Таня вздохнула — от всей души, облегченно... Сегодня, слушая Андрея Христофоровича, угощая его чаем, расспрашивая, она радовалась не ему, но вновь переживала радость освобождения. И оттенок некоей житейской победы был в том, как она веселилась, принимая своего первого мужа, пришедшего в гости.

Начало светать, кисейные занавески на окне окрасились в нежный голубоватый цвет; издалека, как первый звук наступающего дня, донесся автомобильный гудок. И тут Таня ощутила знакомую боль: точно горячая игла уколола ее в сердце. Она не испугалась, но опечалилась, как бывает, когда кончается праздник, — она знала, что эта боль неминуемо придет под утро, раньше, чем приносят газеты. Очень медленно, тихо она встала с постели и, озябнув вдруг, торопливо запахнулась в свой ситцевый халатик. Потом она села у окна, стараясь держаться прямо, стиснув пальцы в кулачки, — иногда ей делалось легче, если она вставала во время боли, сидела или даже ходила.

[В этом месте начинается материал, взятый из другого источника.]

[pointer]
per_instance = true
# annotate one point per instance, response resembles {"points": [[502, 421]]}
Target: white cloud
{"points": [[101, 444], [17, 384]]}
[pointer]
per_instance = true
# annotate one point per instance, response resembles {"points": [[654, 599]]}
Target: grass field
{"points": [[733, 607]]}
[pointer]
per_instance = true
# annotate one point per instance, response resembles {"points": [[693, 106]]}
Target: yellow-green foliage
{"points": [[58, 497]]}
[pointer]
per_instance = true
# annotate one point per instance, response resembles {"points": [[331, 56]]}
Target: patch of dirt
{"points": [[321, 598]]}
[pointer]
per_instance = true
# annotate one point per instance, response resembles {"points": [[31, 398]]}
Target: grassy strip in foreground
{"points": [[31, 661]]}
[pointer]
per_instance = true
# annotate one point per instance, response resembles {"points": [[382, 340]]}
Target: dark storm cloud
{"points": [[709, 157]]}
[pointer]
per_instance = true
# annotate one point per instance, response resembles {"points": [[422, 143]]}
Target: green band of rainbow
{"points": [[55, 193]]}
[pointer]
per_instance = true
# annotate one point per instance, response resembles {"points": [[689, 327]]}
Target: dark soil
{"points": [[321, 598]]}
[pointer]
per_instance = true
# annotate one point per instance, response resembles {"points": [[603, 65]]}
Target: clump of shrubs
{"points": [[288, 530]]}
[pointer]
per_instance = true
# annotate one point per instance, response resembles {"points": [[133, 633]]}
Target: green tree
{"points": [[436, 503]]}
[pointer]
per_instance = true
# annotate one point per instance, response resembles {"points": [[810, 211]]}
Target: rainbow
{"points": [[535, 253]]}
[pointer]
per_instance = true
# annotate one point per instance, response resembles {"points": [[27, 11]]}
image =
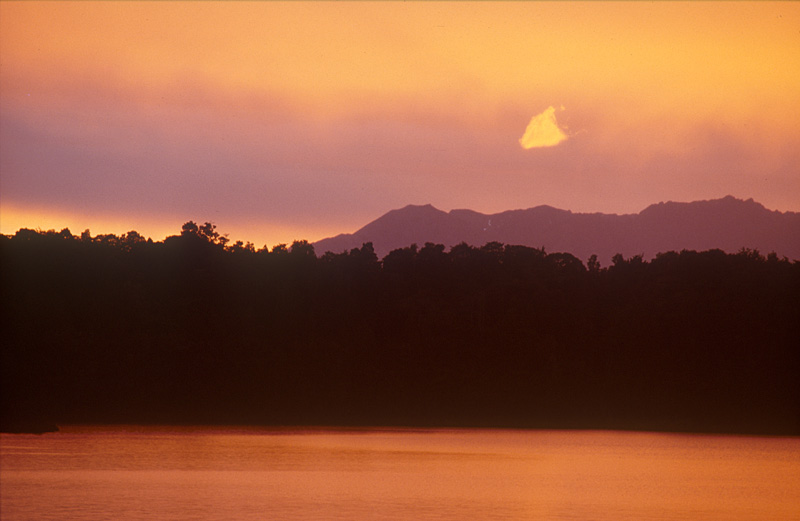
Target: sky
{"points": [[301, 120]]}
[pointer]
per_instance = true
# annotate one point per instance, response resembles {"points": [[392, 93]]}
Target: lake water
{"points": [[133, 473]]}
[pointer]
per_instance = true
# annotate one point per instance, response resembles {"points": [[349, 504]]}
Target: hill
{"points": [[728, 224]]}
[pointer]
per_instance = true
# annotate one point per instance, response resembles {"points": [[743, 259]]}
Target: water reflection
{"points": [[134, 473]]}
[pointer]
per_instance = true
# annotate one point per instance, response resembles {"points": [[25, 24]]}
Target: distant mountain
{"points": [[729, 224]]}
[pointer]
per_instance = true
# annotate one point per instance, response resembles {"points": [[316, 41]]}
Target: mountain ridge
{"points": [[728, 223]]}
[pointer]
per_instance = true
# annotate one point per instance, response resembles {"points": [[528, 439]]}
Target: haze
{"points": [[282, 121]]}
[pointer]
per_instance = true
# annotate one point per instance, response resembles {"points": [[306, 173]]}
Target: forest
{"points": [[197, 330]]}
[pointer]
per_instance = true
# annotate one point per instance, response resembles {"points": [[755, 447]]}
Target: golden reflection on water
{"points": [[133, 473]]}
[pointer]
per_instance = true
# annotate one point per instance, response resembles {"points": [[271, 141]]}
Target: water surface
{"points": [[168, 473]]}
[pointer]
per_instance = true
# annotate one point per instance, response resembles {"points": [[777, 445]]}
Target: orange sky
{"points": [[280, 121]]}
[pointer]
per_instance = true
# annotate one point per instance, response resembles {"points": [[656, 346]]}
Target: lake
{"points": [[169, 473]]}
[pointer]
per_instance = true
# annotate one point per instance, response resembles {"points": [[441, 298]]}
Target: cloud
{"points": [[543, 131]]}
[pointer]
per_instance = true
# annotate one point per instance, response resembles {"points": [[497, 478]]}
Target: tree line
{"points": [[195, 329]]}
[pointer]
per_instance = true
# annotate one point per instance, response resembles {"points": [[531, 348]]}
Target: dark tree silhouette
{"points": [[191, 329]]}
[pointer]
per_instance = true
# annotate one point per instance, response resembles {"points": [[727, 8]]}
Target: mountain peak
{"points": [[729, 224]]}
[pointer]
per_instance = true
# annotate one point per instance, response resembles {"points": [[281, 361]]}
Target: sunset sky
{"points": [[300, 120]]}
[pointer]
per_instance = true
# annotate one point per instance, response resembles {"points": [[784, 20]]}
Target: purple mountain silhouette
{"points": [[729, 224]]}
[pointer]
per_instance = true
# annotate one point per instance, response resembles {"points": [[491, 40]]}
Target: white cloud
{"points": [[543, 131]]}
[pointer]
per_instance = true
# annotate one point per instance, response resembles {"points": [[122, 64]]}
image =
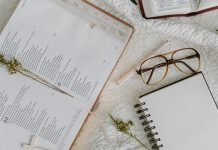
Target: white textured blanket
{"points": [[198, 32]]}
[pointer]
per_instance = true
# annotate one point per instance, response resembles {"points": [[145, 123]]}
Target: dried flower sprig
{"points": [[134, 1], [125, 128], [13, 66]]}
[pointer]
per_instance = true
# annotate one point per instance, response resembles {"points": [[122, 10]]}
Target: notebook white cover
{"points": [[73, 45], [184, 114]]}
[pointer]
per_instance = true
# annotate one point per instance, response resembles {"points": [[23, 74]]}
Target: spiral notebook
{"points": [[181, 116], [152, 9], [72, 45]]}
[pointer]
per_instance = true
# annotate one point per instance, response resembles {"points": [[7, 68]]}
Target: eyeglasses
{"points": [[155, 69]]}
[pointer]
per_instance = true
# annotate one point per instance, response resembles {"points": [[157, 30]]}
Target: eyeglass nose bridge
{"points": [[167, 63]]}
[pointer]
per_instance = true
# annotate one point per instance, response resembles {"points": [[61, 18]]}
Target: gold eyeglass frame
{"points": [[169, 62]]}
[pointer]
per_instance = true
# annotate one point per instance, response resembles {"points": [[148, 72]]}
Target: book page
{"points": [[198, 5], [169, 7], [29, 108], [65, 45]]}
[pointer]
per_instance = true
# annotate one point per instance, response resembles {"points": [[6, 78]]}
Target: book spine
{"points": [[150, 128]]}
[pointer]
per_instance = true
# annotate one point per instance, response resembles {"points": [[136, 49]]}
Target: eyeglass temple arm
{"points": [[170, 62]]}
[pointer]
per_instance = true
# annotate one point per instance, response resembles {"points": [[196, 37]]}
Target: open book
{"points": [[171, 8], [71, 45]]}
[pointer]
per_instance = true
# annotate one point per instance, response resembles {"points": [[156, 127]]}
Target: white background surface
{"points": [[198, 32]]}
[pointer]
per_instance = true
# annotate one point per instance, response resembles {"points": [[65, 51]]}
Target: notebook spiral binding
{"points": [[152, 135]]}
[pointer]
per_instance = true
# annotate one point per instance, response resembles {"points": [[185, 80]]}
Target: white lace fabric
{"points": [[198, 32]]}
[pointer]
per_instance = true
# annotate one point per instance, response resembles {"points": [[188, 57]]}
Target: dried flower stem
{"points": [[125, 128], [13, 66]]}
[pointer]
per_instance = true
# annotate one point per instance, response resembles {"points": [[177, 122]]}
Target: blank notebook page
{"points": [[185, 115]]}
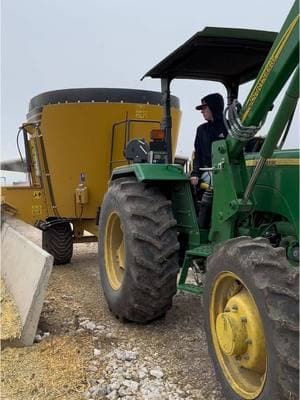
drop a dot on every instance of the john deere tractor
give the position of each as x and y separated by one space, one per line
240 234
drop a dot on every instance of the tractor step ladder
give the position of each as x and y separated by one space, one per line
201 251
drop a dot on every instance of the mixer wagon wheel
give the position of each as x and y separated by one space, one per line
138 251
251 312
58 241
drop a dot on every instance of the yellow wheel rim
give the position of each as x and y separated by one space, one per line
238 335
114 251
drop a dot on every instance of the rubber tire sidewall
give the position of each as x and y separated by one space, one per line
269 389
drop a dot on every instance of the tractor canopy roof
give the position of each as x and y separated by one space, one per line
229 56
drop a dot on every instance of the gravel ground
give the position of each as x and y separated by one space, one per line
167 359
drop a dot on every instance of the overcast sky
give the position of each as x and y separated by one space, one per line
58 44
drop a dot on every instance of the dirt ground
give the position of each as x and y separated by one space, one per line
86 353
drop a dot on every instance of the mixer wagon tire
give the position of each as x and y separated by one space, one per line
58 241
138 251
251 316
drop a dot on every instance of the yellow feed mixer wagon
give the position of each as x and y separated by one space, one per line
73 139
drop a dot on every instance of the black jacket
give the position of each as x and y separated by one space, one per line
208 133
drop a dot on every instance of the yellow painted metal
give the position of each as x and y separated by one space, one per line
238 335
73 139
114 251
30 203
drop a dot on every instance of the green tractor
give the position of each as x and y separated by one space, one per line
246 253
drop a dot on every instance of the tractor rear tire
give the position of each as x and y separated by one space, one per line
252 320
138 251
58 241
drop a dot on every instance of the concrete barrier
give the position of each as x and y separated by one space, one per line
25 268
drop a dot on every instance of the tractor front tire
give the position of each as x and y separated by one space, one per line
252 320
58 241
138 251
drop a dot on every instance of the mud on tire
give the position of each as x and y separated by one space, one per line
58 241
273 285
149 233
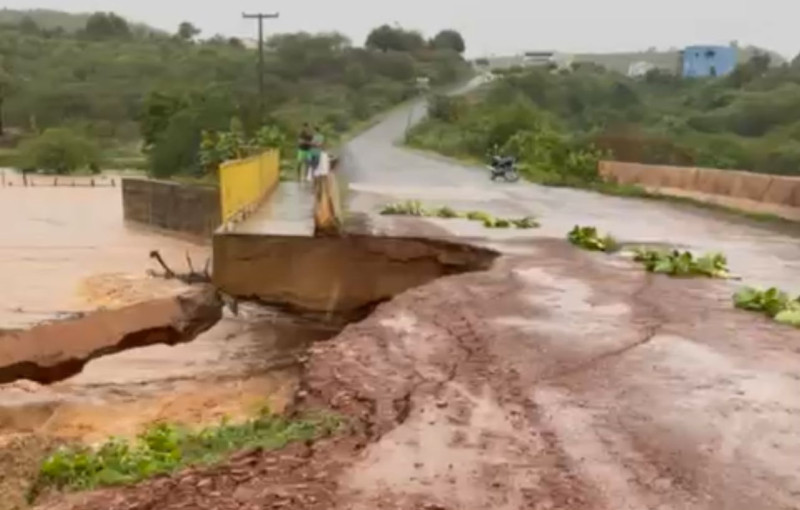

Во дворе еще царило пустынное предутреннее оцепенение, безлюдье, неподвижность. Но вот Таня заметила: по асфальтовой дорожке, мимо тополей, ползла длинная черная змея и скрывалась под аркой — это дворник, которого не было видно, тащил уже на улицу поливочный шланг. Из подъезда напротив выскочил молодой человек в желтой рубашке, ярко выделявшейся в бледной голубизне рассвета, и пошел, побежал к арке. Таня проводила его взглядом — она пробовала не обращать внимания на свою боль, не думать о ней — иной раз и это помогало. Но горячая игла проникала все глубже, опаляя изнутри плечо, грудь... И она морщилась, закрыв глаза, а когда открыла их — рядом стоял муж; вот так, чудом каким-то, он просыпался в самую трудную минуту.

— Что, что с тобой?.. Что тебе дать?.. — глухим, еще не проснувшимся голосом спрашивал он. — Видно, не надо было нам вчера... Ах, дьявол, — видно не надо... И ты еще выпила... Таня!

Ей удалось глубоко вздохнуть, боль немного ослабела, и она заговорила:

— Знаешь, если б мне сказали... сказали, что я должна умереть после этого... должна буду умереть.... — ее голос упал до шепота, — я бы все равно... Ты прости меня, но я бы все равно... Наклонись ко мне.